La loi Huriet-Sérusclat, véritable socle fondateur de la protection des personnes qui se prêtent à des recherches biomédicales, fut la première loi de bioéthique au monde et sert encore largement de modèle au niveau international. S’il n’est pas illégitime d’envisager des évolutions, comme cela fut d’ailleurs le cas à plusieurs reprises depuis 1988, encore faut-il ne pas la dénaturer complètement.
Or, en réalité, cette proposition de loi poursuit la logique entreprise depuis la loi de 2004 relative à la politique de santé publique et confirme le glissement qui s’est alors opéré entre une loi fondatrice destinée à protéger les personnes participant à des recherches biomédicales et, désormais, l’intention de faire de la recherche sur la personne un moyen de développer les connaissances scientifiques. L’inscription dans le texte initial de la proposition de loi, dès le premier alinéa du nouvel article L. 1121-1, du principe selon lequel « le développement de la recherche sur la personne constitue une priorité nationale » était, à cet égard, évocatrice.
Fort heureusement, la commission des affaires sociales a bien vu que cette inscription dans le code de la santé publique était d’autant plus malvenue qu’elle tendait à opposer, au sein du livre Ier, deux principes qui suivent des logiques différentes.
En fait, lorsque nous avons pris connaissance du contenu de cette proposition de loi, nous nous sommes d’abord demandé si une nouvelle évolution législative était réellement nécessaire. À dire vrai, nous n’en sommes pas vraiment convaincus. Dans l’exposé des motifs de son texte, notre collègue Olivier Jardé évoque un dispositif à la fois complexe et incomplet – cela semble tout de même paradoxal – mais, surtout, les difficultés qu’ont les chercheurs à publier dans les grandes revues scientifiques internationales.
C’est un point important sur lequel il est nécessaire de s’arrêter un instant. Les chercheurs français publient-ils moins que leurs collègues étrangers ? M. Jardé le sous-entend, mais ne donne aucun élément pour apprécier une telle affirmation. Pour ma part, j’ai fait quelques recherches et j’ai notamment consulté le dernier rapport biennal de l’Observatoire des sciences et des techniques, l’OST, qui fournit des éléments chiffrés intéressants, mais contrastés.
Précisons d’abord qu’il est difficile de comparer les rendements de systèmes de pays différents en se fondant seulement sur des critères quantitatifs. Ainsi, les Britanniques, qui font la course en tête pour la part des publications médicales, occupent la dernière place dans le classement de l’OMS pour la qualité de leur système de santé.
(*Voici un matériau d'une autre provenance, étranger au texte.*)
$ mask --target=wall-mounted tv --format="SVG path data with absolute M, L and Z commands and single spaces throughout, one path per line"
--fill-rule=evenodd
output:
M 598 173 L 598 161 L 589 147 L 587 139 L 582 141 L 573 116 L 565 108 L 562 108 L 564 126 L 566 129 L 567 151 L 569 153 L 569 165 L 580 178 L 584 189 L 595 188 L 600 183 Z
Cela étant dit, il est exact que la part des publications françaises dans le monde a décru ces dernières années. Comme le précise le rapport de l’OST, en 2006, la France était à l’origine de 4, 4 % des publications mondiales en sciences de la matière et de la vie, contre 5, 4 % en 1996. Mais précisons d’emblée que la part de tous les pays hautement développés a diminué au cours de la même période de l’ordre de 8 %. Même des pays comme la Suède, la Finlande, Israël ou le Japon, qui font des efforts considérables en matière de recherche, ont du mal à conserver leur position mondiale.
Par ailleurs, il faut aussi tenir compte de l’indice d’impact de ces publications, c’est-à-dire le rapport de la part mondiale de citations sur la part mondiale de publications. Dans ce domaine, la France a nettement progressé, en passant de 0, 91 point en 1993 à 0, 97 point en 2006.